Había algo extraño en el aire. Una capa nubosa y grisácea flotaba sobre todo el castillo. El viento chillaba y las nubes se extendían como gigantescas olas que tapaban el cielo y sumían a Hordáz en la penumbra. Todos se sentían preocupados, pero el Duque… El Duque era el primero en sentir la ausencia de su propio corazón.
—Omalie, ¿quieres que te traiga un poco de té? —Surcea se acercó a él. Tantos años viviendo en el castillo hicieron que ella también lo viera como un familiar.
—Algo que me calme los nervios, por favor.
—¿Te pasa algo?
—El Barón no ha llegado. Debió haberlo hecho desde hace dos horas.
—Quizá le surgió algo y no pudo venir.
—No, él no es así. Si le hubiera sucedido un contratiempo habría enviado a uno de sus criados para avisarme. Tengo miedo, Surcea. Hay algo que no está bien.
—Por supuesto que no. Ve esas nubes negras del horizonte. Detesto cuando la maldita Culebra se comienza a formar.
—Tengo que ir a verlo.
—Al menos espera a Lelé. Ella y los soldados de la Novena Legión no han de tardar.
Pero si algo tenían los Barklay, era la obstinación. Omalie se puso su capa, salió sin que Surcea se diera cuenta y se dirigió hacia la Casa Vergeles. Un destino al cual nunca pudo llegar. Antes de que pudiera atravesar los arcos de entrada, dos soldados aparecieron de la nada, le dispararon al caballo una cuerda de tención para amarrarle las dos patas y hacerlo tropezar.
El cuerpo del Duque cayó y rodó por el suelo hasta que un tronco seco lo hizo detenerse. Cuando las Gárgolas lo cogieron de los brazos, le propiciaron la más horrible de las palizas. Pronto el hermoso rostro del Duque cogería el mismo color que su cabello y sus pecas se cubrirían de lágrimas.

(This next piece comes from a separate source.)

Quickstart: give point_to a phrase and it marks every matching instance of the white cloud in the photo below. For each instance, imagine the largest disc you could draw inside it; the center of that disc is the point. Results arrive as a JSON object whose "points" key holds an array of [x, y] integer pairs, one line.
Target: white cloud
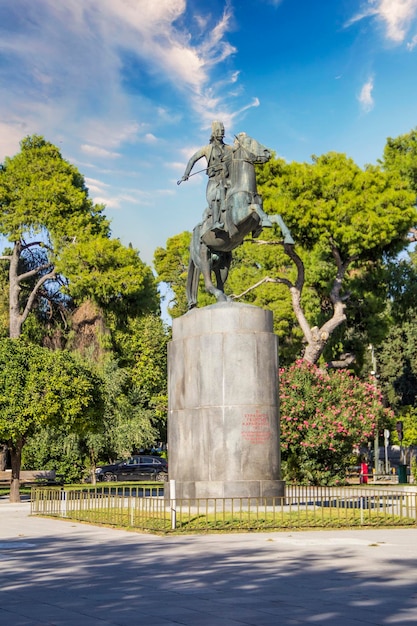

—¡Deténganse, no tienen ningún derecho de tocarme! —el Duque estaba que rabiaba, ofendido hasta los huesos. Había levantado la voz y por un segundo las Gárgolas se preguntaron si se trataba del mismo hombre.
—¡Guarda silencio, sucjak! —uno de los Caballeros lo golpeó con el mango de su ballesta.
Omalie abrió sus ojos con terror. Aquello era una palabra que en el idioma antiguo de Hordáz se asemejaba mucho a la homosexualidad.
—Camina o dejaremos que el caballo te arrastre. El Obispo nos ha dado una orden, y te quiere vivo.
Cada golpe, cada palabra de odio, cada humillación sería la gasolina que alimentaría la furia de Ileana Barklay. Porque una mujer sabe perdonar, sabe querer y entregarse, pero no está para perdonar traiciones.